The Outer Bay experience begins with a display of anchovies circling like a silvery halo above visitors’ heads. The 3,000 shiny fish swim endlessly in a doughnut-shaped tank set high in the wall of the first room. The constant circular motion, along with eerie New Age music and soft lighting, made me a bit dizzy. The anchovies swam round and round, all traveling in the same direction, and I wondered if they ever stopped, ever rested, or if they spent their whole lives chasing the tail of the fish before them. Then, I noticed one lone anchovy, fearlessly swimming against the flow, battling his way head on into the onslaught of his peers.
The haunting music lured me further in as I fell into a trance, disrupted only by an occasional screaming child or loudspeaker announcement. The next room highlighted the Outer Bay’s “drifters,” including eight different kinds of jellyfish. From the backlighted tanks the jellies appear ghost-like as their glowing, bodies gracefully swayed back and forth with the simulated currents. It seemed like hours that I stood mesmerized by the dancing jellies. I was particularly taken by the translucent white-moon jellies.

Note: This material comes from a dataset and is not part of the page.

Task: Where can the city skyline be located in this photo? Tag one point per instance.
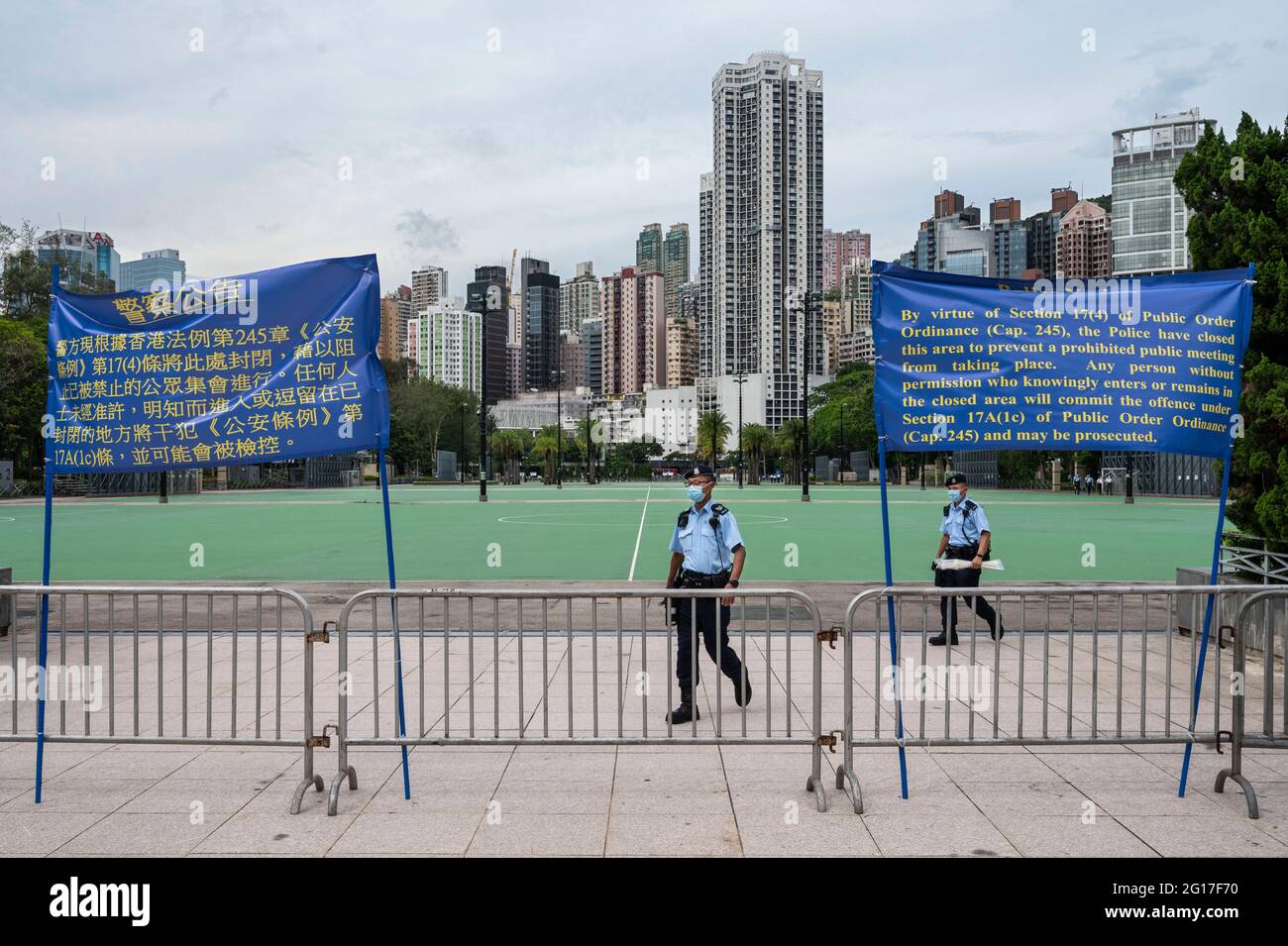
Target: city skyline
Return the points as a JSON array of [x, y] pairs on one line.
[[241, 177]]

Their beauty was indeed unearthly.
The grand centerpiece of the Outer Bay display is a huge million-gallon, 35-foot-tall tank featuring “the swimmers.” Visitors peer through at the variety of fish and a sea turtle through the largest window in the world, an acrylic panel 14.5 feet high, 54 feet long, weighing 78,000 pounds. The exhibit is home to California barracuda, ocean sunfish, Pacific bonita, a small soupfin shark, and a sea turtle. A balcony with seating is provided to better study the expansive exhibit. Curiously, ropes hung down vertically along the inside of the window. “That’s for the sunfish,” an aquarium volunteer informed me. “They keep running into the window.”

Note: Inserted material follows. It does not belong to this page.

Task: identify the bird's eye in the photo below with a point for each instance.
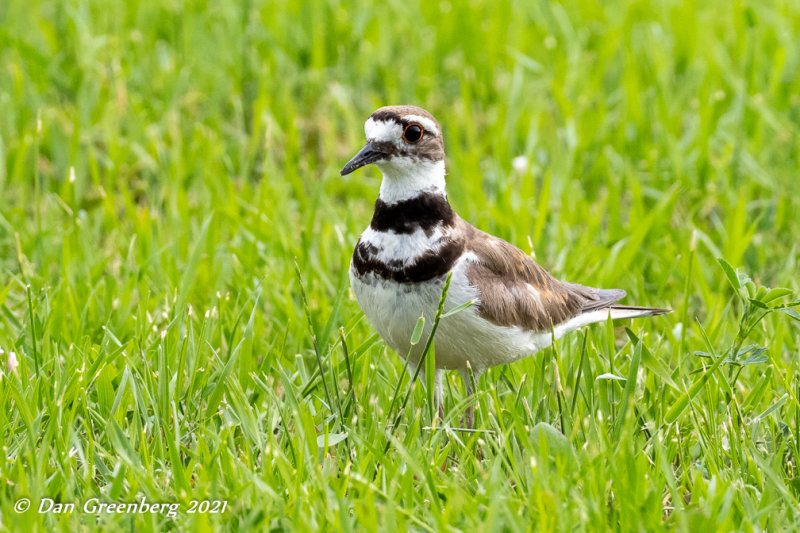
(413, 133)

The tank previously contained two highly publicized blue sharks that died before the new wing opened. The first shark apparently developed an infection from rubbing against tiles in the tank. The second died from a problem with its digestive system. Sharks are very difficult to keep in captivity as they do not understand their boundaries within the tank, and often ram against the glass sides or floor of the tank. “It’s such and open ocean animal,” Joe Choromanski, curator of husbandry operation for the aquarium, told the Monterey County Herald. “People have tried to keep them in captivity with only limited success.”
Nevertheless, the Monterey Bay Aquarium is an impressive institution. Part of historic Cannery Row and housed by an old cannery, the aquarium is a must-see for all visitors to Monterey. Non-profit and totally privately funded, it was opened in 1984 by electronics mogul David Packard and $55 million of his money. His daughter Julie Packard is executive director. The addition of the Outer Bay wing was an aggressive step in expanding the aquarium’s dedication to public education.
The aquarium’s goal is to “stimulate interest, increase knowledge and promote stewardship of Monterey Bay and the world’s ocean environment through innovative exhibits, public education and scientific research.” From jars of formaldehyde to million-gallon tanks, Doc Rickett’s spirit lives on, down the street and light years away.